An image of Terra, one of the satellites that carries the MAIAC algorithm

The aerosol properties MAIAC provides are turning out to be extremely valuable.  “At the beginning we were just focusing on surface reflectance, but lately the aerosol product has been gaining popularity,” said Wang.  “A large and diverse air quality community uses this information to assess aerosol impact on human health.”    

Another huge advantage to the new system, and remote sensing in general, is its scope.  The algorithm is implemented in the MODIS instrument (MODerate resolution Imaging Spectroradiometer) on two satellites, Terra and Aqua.  Every two days, together the satellites cover the entire Earth.  “If you do ground measurements that takes a lot time, a lot of money, a lot of people, and you cannot do full coverage. But a satellite can easily get global coverage,” explains Wang.

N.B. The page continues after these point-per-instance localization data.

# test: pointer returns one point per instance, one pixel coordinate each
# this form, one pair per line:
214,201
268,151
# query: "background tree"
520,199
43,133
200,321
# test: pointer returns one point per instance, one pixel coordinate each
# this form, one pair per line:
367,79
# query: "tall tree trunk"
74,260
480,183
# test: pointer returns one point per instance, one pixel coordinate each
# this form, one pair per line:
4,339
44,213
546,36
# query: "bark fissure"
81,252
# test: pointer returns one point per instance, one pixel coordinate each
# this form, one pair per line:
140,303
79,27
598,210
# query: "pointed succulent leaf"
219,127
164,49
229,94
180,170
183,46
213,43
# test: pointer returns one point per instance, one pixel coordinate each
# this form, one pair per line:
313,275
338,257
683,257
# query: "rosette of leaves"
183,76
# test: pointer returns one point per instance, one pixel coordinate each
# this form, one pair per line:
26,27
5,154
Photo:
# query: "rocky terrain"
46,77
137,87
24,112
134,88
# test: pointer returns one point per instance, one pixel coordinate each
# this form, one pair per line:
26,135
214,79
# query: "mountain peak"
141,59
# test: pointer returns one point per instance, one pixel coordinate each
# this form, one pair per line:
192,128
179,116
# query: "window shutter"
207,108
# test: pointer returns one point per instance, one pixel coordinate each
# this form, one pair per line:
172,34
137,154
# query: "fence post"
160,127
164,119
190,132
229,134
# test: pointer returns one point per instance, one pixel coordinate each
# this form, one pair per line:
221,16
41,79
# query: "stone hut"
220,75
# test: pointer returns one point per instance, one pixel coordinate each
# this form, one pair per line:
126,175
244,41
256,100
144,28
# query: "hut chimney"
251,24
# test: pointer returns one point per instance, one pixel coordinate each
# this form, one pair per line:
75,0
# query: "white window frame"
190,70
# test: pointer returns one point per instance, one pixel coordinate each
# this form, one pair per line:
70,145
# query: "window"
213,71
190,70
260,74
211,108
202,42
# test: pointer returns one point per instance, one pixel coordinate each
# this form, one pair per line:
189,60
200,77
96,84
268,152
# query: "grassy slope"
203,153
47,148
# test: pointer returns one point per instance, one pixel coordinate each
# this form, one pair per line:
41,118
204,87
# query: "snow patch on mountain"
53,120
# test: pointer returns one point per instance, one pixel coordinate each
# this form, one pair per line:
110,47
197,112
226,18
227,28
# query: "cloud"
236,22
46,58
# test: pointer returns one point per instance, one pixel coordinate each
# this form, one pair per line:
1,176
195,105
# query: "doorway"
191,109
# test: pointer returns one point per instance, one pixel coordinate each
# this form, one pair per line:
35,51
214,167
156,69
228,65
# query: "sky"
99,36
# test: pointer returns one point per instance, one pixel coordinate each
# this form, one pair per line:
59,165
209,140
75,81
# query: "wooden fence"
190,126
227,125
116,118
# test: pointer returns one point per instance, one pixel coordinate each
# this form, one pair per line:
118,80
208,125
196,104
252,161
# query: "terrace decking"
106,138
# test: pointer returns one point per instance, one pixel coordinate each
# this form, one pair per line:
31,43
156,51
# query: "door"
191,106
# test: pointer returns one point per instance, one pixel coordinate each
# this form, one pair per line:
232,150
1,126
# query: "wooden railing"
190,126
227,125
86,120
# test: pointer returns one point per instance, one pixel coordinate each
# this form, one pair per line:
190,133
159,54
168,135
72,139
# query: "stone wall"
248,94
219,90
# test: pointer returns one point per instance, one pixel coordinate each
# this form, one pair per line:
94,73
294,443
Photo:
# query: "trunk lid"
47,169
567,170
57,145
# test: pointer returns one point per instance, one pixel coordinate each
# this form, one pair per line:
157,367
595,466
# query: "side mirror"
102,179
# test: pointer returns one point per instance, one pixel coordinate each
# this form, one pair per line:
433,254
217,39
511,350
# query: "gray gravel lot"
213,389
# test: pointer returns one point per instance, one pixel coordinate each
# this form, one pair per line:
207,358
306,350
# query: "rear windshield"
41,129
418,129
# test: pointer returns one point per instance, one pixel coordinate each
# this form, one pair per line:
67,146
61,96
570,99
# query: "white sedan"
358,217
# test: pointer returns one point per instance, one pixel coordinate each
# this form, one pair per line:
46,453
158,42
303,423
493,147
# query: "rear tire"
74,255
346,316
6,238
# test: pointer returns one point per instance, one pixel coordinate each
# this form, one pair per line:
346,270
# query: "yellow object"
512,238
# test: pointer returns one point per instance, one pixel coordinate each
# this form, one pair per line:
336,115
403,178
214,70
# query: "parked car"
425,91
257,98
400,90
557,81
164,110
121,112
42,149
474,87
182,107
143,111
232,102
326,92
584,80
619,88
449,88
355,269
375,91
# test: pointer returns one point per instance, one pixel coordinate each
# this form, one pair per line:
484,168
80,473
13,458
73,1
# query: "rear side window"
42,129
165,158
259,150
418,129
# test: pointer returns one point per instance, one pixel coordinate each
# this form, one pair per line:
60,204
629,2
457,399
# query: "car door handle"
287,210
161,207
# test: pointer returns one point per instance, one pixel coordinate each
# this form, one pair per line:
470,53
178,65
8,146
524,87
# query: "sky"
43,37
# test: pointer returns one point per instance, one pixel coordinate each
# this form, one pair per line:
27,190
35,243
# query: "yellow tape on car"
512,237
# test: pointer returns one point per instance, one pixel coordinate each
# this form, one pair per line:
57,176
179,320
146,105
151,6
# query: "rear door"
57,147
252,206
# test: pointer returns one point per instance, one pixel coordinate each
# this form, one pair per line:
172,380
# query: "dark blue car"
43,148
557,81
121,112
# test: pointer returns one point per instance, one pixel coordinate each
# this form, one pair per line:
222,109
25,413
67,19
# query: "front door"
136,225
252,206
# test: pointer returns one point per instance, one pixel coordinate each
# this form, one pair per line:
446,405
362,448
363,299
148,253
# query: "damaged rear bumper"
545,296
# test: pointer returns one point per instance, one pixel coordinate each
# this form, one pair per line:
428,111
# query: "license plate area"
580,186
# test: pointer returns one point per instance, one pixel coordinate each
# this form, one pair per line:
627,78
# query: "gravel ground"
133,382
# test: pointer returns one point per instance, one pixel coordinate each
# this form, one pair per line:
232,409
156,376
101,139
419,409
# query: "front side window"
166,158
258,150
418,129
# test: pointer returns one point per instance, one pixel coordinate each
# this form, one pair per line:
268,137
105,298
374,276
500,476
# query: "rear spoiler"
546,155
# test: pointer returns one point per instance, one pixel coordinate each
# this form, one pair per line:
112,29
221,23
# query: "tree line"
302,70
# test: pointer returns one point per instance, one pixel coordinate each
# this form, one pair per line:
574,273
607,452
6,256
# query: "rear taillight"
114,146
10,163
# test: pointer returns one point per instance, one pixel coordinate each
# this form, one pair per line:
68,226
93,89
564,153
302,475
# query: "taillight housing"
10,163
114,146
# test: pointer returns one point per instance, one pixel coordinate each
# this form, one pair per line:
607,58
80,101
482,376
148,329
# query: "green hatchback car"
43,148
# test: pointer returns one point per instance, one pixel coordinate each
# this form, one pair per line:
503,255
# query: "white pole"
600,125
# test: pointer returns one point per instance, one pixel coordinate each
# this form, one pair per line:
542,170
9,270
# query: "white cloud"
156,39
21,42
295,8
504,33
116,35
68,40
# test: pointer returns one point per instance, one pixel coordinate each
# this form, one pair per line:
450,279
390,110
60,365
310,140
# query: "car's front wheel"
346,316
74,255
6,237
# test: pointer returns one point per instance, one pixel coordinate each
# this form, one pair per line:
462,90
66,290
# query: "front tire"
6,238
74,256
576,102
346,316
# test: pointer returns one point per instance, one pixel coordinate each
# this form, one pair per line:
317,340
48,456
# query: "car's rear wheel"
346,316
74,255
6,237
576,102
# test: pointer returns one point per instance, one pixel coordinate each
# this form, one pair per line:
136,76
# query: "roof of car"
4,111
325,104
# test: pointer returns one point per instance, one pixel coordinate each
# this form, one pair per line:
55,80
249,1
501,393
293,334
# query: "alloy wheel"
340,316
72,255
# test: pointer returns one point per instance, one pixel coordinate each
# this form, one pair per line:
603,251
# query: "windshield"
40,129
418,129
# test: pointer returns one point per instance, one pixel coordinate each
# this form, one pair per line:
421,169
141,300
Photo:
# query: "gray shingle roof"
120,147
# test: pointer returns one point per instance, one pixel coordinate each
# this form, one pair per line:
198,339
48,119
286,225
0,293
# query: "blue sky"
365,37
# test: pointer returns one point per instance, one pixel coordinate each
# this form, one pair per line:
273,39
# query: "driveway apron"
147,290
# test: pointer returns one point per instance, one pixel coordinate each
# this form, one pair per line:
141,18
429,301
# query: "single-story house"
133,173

The MAIAC algorithm takes advantage of high-powered computers to incorporate time-series and spatial data into the analysis.  Because of computing limitations, previous methods examined one image at a time, pixel by pixel.  Using those methods, the problem is not well defined because for each measurement there are two variables: actual surface reflectance and the amount of aerosols.  So out of necessity, most models make simplifications and assumptions.  But with MAIAC, “We keep 10 to 16 days of images in the memory,” said Lyapustin, “and we have enough information to solve the problem without major assumptions.”

An example of an aerosol image provided by MODIS

The fully-developed algorithm has been a long time coming.  Wang started thinking about this when he first arrived at JCET in 2002.  “At the beginning it was just an idea—that we could use more time-dependent and spatial information to do this,” he said.  After running some preliminary tests using other instruments, full-on algorithm development started in 2004.  Wang has been at it since then.

“He more than deserves this award,” said Lyapustin.  “Besides supporting scientific development of MAIAC, Yujie’s major contribution came from a programming perspective,” he said.  “He has excellent programming skills and developed a very sophisticated system.  It allows us to work with the time series of data and use both individual pixel information and spatial information about a pixel’s surroundings.”  Wang’s expertise allows Lyapustin and others to dive into the data collected from the satellites.  Thanks to Wang, they can easily manipulate time and space dimensions to look for patterns. 

The Peer Award comes with a small monetary prize, which Lyapustin sees as “encouragement to continue great work,” but he points out, “Yujie has no need of encouragement.”

Besides conducting his own research, Wang plays the important role of communicating with other researchers and providing them the MAIAC data they request to explore fields like air quality and climate change.  “Now that more and more people are using our products, they are getting some really exciting results from the data—I kind of provided them with those new data, and they are pretty happy about that,” he said.